Friday, November 20, 2009
We found out today that our dog Penny has cancer. Everybody says that their dog is the most amazing dog. Obviously I'm biased, but Penny is truly extraordinary. After growing up with cats, Penny was my first dog and our first "child". She is eight years old --- the same number of years that Judy & I have been married. In fact, we celebrate Penny's birthday on our anniversary (September 8, 2001).
Her symptoms were very vague, but very telling. She started moving slower about a month ago. She's been less enthusiastic at times, but then her same old self at others. Last weekend, Judy noticed a strange black speck in her right eye. Then yesterday we noticed a lump on her left hamstring. Penny still eats very well --- in fact, that'll the best sign for when it will be time to perform euthanasia. When that dog won't eat, there is definitely something wrong. About two weeks ago I noticed a soft cough. Since P goes to the office with me all the time, I just assumed that it was kennel cough. But deep down, I knew better.
Penny is a Boxer-mix.

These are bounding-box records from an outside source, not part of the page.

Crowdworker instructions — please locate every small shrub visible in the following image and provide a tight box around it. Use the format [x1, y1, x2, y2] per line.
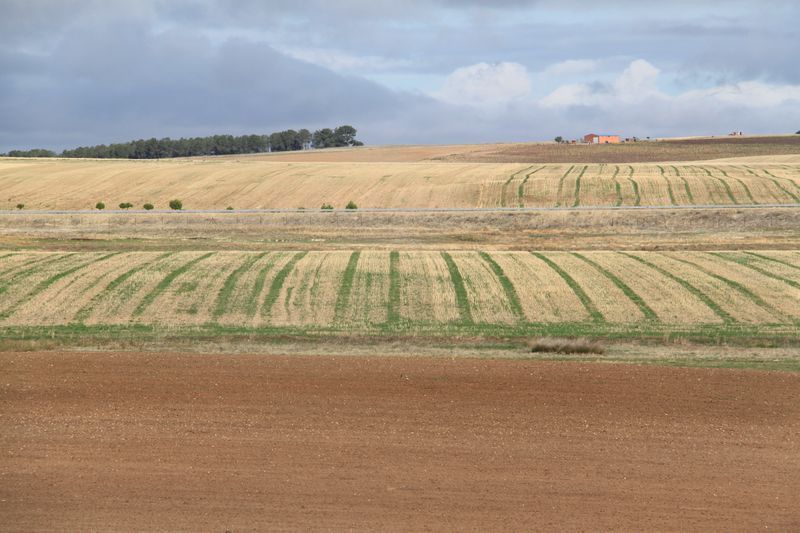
[528, 337, 605, 354]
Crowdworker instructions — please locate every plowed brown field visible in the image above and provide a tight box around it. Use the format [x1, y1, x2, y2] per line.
[0, 352, 800, 531]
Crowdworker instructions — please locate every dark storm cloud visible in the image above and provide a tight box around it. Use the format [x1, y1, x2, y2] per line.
[0, 0, 800, 151]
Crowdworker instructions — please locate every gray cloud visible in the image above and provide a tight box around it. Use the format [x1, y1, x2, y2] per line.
[0, 0, 800, 151]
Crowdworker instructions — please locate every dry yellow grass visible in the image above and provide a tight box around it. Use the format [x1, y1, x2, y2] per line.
[450, 252, 517, 324]
[642, 253, 778, 323]
[591, 252, 722, 324]
[0, 251, 800, 331]
[398, 252, 459, 322]
[342, 251, 390, 325]
[0, 158, 800, 209]
[536, 252, 644, 323]
[269, 251, 350, 326]
[491, 252, 589, 322]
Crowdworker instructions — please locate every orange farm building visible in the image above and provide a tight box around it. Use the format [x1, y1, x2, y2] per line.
[583, 133, 619, 144]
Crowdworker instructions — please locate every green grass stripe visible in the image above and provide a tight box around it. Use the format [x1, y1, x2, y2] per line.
[531, 252, 605, 322]
[572, 252, 658, 320]
[500, 165, 533, 207]
[627, 165, 642, 205]
[744, 167, 800, 203]
[133, 252, 216, 316]
[611, 165, 622, 207]
[442, 252, 473, 324]
[333, 251, 361, 322]
[672, 165, 694, 204]
[0, 253, 75, 294]
[711, 252, 800, 289]
[711, 167, 760, 204]
[556, 165, 575, 207]
[0, 252, 122, 320]
[656, 165, 678, 205]
[572, 165, 589, 207]
[743, 252, 800, 270]
[619, 252, 736, 323]
[213, 252, 268, 319]
[760, 167, 800, 191]
[700, 167, 736, 205]
[245, 254, 280, 318]
[261, 252, 308, 316]
[478, 252, 525, 322]
[386, 250, 400, 324]
[75, 252, 176, 323]
[672, 257, 783, 316]
[517, 166, 544, 207]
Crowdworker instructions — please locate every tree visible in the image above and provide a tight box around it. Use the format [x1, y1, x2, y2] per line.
[311, 128, 334, 148]
[333, 125, 356, 146]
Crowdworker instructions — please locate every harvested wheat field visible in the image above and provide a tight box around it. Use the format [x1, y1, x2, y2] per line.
[0, 352, 800, 531]
[0, 251, 800, 331]
[0, 158, 800, 210]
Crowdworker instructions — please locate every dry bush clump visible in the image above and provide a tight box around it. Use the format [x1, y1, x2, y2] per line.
[528, 337, 605, 354]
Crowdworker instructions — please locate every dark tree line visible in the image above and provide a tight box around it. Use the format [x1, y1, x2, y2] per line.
[0, 125, 363, 159]
[0, 148, 58, 157]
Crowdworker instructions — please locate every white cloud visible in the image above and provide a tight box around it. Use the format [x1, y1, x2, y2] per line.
[539, 83, 600, 107]
[614, 59, 661, 102]
[433, 62, 531, 107]
[679, 81, 800, 108]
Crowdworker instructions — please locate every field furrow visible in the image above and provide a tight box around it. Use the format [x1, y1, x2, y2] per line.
[8, 253, 155, 325]
[542, 252, 644, 323]
[587, 252, 720, 324]
[217, 252, 295, 327]
[632, 253, 775, 323]
[491, 252, 589, 322]
[449, 252, 518, 324]
[668, 252, 800, 322]
[397, 252, 461, 323]
[342, 251, 392, 325]
[84, 252, 204, 325]
[270, 251, 352, 326]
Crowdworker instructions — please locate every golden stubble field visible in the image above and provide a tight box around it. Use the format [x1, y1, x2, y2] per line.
[0, 156, 800, 210]
[0, 251, 800, 332]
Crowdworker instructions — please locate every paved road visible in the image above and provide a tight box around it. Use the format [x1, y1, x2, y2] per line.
[0, 203, 800, 215]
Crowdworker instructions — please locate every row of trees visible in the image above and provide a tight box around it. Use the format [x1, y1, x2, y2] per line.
[0, 125, 363, 159]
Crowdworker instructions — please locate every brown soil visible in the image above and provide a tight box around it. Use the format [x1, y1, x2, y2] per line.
[0, 352, 800, 531]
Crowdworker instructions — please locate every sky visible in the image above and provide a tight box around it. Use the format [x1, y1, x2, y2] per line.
[0, 0, 800, 152]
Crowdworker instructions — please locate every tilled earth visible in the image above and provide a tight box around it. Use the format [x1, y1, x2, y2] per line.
[0, 352, 800, 531]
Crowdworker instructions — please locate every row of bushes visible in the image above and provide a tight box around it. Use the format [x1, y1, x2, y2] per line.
[8, 200, 358, 211]
[94, 200, 182, 211]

Boxers are one of my absolute favorite breeds, but their Achilles heal is a penchant for cancer. I educate all of my Boxer clients: "If there is any new lump, I need to know about it right away." Well, I heeded my own advice, but the problem is, there are already tumors all over her lungs. The x-rays of her chest today show the evidence in gray-and-white. Little splotchy bumps surrounding her tracheal bifurcation. So just like that, cancer strikes again in our family.

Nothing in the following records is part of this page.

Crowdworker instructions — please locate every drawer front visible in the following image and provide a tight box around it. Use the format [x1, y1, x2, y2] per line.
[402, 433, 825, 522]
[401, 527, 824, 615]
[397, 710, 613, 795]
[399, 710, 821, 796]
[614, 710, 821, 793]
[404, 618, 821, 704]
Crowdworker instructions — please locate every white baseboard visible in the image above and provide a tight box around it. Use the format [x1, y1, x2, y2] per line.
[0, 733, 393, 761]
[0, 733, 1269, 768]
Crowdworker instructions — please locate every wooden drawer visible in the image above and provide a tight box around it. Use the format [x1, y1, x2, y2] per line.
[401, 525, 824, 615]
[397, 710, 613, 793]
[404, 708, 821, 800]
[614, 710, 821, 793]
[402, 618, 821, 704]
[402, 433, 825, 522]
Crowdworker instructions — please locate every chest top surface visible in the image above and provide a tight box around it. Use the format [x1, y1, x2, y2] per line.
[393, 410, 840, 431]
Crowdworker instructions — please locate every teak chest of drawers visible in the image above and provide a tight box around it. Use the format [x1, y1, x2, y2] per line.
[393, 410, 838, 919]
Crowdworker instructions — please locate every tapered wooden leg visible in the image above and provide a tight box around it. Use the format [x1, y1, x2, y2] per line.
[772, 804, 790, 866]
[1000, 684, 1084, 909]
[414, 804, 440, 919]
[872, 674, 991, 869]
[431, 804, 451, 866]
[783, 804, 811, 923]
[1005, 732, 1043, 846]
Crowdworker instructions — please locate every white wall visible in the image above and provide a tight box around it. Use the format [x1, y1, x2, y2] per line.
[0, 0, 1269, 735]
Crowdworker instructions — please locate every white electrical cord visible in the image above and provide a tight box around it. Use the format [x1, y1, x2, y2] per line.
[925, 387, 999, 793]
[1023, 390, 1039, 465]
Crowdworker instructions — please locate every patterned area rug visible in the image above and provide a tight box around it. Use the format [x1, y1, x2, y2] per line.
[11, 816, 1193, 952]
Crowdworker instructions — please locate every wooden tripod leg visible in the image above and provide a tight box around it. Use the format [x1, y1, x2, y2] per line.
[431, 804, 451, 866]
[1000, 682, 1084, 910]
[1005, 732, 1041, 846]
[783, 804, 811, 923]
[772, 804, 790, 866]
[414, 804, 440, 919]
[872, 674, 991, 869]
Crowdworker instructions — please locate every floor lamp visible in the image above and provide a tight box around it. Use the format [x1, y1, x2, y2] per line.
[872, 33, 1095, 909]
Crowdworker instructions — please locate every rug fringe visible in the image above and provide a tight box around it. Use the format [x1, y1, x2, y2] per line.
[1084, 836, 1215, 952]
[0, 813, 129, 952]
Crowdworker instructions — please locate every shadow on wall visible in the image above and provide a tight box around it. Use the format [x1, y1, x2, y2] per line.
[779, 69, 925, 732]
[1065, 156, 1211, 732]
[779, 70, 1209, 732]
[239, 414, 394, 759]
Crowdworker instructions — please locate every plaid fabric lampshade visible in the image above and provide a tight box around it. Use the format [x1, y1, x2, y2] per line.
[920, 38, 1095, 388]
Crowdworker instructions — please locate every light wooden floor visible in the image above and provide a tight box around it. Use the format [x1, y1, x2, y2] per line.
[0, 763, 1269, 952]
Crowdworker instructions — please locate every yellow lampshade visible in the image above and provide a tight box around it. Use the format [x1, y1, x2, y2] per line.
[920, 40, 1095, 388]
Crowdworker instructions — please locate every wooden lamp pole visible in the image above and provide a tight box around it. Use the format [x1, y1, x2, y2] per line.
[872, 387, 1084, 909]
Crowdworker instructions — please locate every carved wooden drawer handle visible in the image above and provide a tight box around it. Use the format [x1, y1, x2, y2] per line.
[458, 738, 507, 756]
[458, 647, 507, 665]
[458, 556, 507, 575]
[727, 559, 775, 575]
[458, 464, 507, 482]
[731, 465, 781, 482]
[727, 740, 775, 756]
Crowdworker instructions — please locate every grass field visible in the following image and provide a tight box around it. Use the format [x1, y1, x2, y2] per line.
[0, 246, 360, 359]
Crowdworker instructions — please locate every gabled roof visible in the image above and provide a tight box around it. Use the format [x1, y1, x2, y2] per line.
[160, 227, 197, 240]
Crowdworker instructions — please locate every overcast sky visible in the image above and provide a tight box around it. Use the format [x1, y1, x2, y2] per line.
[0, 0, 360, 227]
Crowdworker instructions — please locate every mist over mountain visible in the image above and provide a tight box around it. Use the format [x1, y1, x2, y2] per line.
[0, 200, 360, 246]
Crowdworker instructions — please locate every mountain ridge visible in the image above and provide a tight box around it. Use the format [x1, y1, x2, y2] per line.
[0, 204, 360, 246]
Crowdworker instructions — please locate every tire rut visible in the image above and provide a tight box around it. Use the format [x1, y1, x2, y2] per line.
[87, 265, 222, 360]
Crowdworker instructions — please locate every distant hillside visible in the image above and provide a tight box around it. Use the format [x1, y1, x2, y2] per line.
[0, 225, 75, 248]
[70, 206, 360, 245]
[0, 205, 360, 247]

Judy's father, Curly (Poppy to the boys), passed away last summer in eerily similar fashion. He was treated several times in Spring of 2008 for pneumonia and bronchitis. When he started coughing up blood, doctors became concerned. By the time they found the tumor in his lungs, there were also tumors in his kidneys, spine, and brain. Metastatic cancer. Judy said the words that sum it up best, "I hate cancer."
Judy is really worried about how Tommy will take the news. The loss of Poppy last summer, combined with the pet losses of our cat Yeager, my parents' two cats, and Judy's dog Lexy, make for a lot of death in a year's time. I told Judy that death is a natural part of life. It must be viewed as a beginning rather than an ending. Penny will not suffer. When she cannot get up, or refuses to eat, or can't stop coughing, I will not prolong her illness for my selfishness. She will pass away smoothly and peacefully into the great beyond. Her soul will touch mine again someday.
I know the boys will understand this and pray for Penny. They will laugh about silly things she's done and enjoy pictures of her licking their baby faces. But we will miss her dearly. And I just have to find a way to heed my own professional advice and "sage" wisdom. I hope I'm right.